Par contre, et il faut le noter, le Premier Ministre n’a pas donné suite à la demande d’audience que nous avions introduite chez lui. Depuis nous avons confirmé ce que nous disions de lui après sa nomination à ce poste stratégique. C’est un homme disqualifié pour conduire l’action du Gouvernement de transition. Il a occupé les mêmes fonctions pendant quatre ans sous le régime du dictateur, après l’élection présidentielle de 1992. Son discours sur la question du passif humanitaire, par exemple, a été invariable.


AVOMM : On assiste aujourd'hui à une opposition qui est en train d'être happée par les hommes de l'ancien système et leurs alliés féodaux tribalistes. Que propose l'AJD pour endiguer cette menace ?

Cissé Amadou Cheikhou : Comme vous le savez, le règne de Maouya a été marqué par la perte de toutes nos valeurs. Tous les repères s’étaient déplacés. Le faux, l’usage de faux, la concussion, le vol étaient devenus les qualités par excellence pour rendre gloire au dictateur. Jusqu’au 2 août 2005, ce dictateur-là faisait encore figure de grand timonier dont la disparition annonçait l’apocalypse. On vantait tout alors qu’on était convaincu du mensonge auquel on s’adonnait.

Le plus grand cinéma auquel on a assisté a été l’événement du 8 juin 2003. Pendant que la ville de Nouakchott était aux mains des insurgés, tous les thuriféraires et flagorneurs du pouvoir s’étaient terrés, d’aucuns ont quitté la ville pour se réfugier en brousse laissant le « guide éclairé » seul dans ses malheurs. Sitôt la situation renversée en sa faveur, par on ne sait quel concours, les concerts de klaxon, les motions d’allégeance et les marches de soutien ont fusé de tous les coins du pays, animés par ces mêmes flagorneurs sortis subitement de leurs terriers. Le dictateur n’a rien compris.

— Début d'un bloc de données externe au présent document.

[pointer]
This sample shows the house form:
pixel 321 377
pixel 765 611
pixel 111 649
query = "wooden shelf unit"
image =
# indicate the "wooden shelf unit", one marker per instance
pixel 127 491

A sa chute, quelle honte et quelle déchéance. Tous les mots lui étaient collés, tous les maux du pays, c’étaient lui encore, oubliant du même coup les délices du festin auxquels ils goûtaient la veille, et sans retenue. Tous les moyens étaient bons pour faire partie de la cour du dictateur. Le PRDS, son instrument de mesure, sa chose à lui, on y adhérait à grand renfort de publicité, tout y était permis. La manière. Les formes. Dans un environnement fait de pauvreté structurelle, l’adhésion se manifestait par d’énormes tapages.

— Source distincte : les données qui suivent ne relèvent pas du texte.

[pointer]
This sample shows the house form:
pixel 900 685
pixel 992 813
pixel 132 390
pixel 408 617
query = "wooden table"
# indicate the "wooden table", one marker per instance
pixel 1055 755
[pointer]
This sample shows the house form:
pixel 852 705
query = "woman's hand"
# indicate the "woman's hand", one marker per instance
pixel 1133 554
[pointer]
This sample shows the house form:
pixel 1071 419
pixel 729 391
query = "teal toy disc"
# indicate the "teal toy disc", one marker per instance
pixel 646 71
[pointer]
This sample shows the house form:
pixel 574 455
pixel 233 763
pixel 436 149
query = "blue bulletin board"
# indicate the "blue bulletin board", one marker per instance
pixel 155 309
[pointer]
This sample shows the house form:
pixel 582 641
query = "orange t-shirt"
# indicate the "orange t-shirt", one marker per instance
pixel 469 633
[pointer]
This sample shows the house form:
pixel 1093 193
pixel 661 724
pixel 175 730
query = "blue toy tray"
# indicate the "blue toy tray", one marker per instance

Il est donc normal que le départ du dictateur soit le prélude du malheur de ses anciens protégés. Le PRDS, qui était une coquille vide sur le plan politique mais une machine à frauder ne fonctionnant que pour la satisfaction de son chef, s’est vu contesté d’abord de son intérieur.

Le Conseil national et le Congrès réunis les mois qui ont suivi la « mort » politique de son leader, les feuilletons judiciaires et les départs massifs n’ont pas arrangé son existence.

Il apparaissait dès lors normal que le cadavre que le PRDS soit dépecé par les vautours accrochés à l’arbre de la prétendue opposition au dictateur. C’est ainsi que nous avons assisté à quelques départs d’anciens membres éminents et spécialisés dans l’organisation de la fraude pour des partis, souvent d’opposition au dictateur, avec le même rituel. C’est la tribu qui porte allégeance, c’est toute la famille qui salue l’entrée de son fils à telle ou telle autre formation politique.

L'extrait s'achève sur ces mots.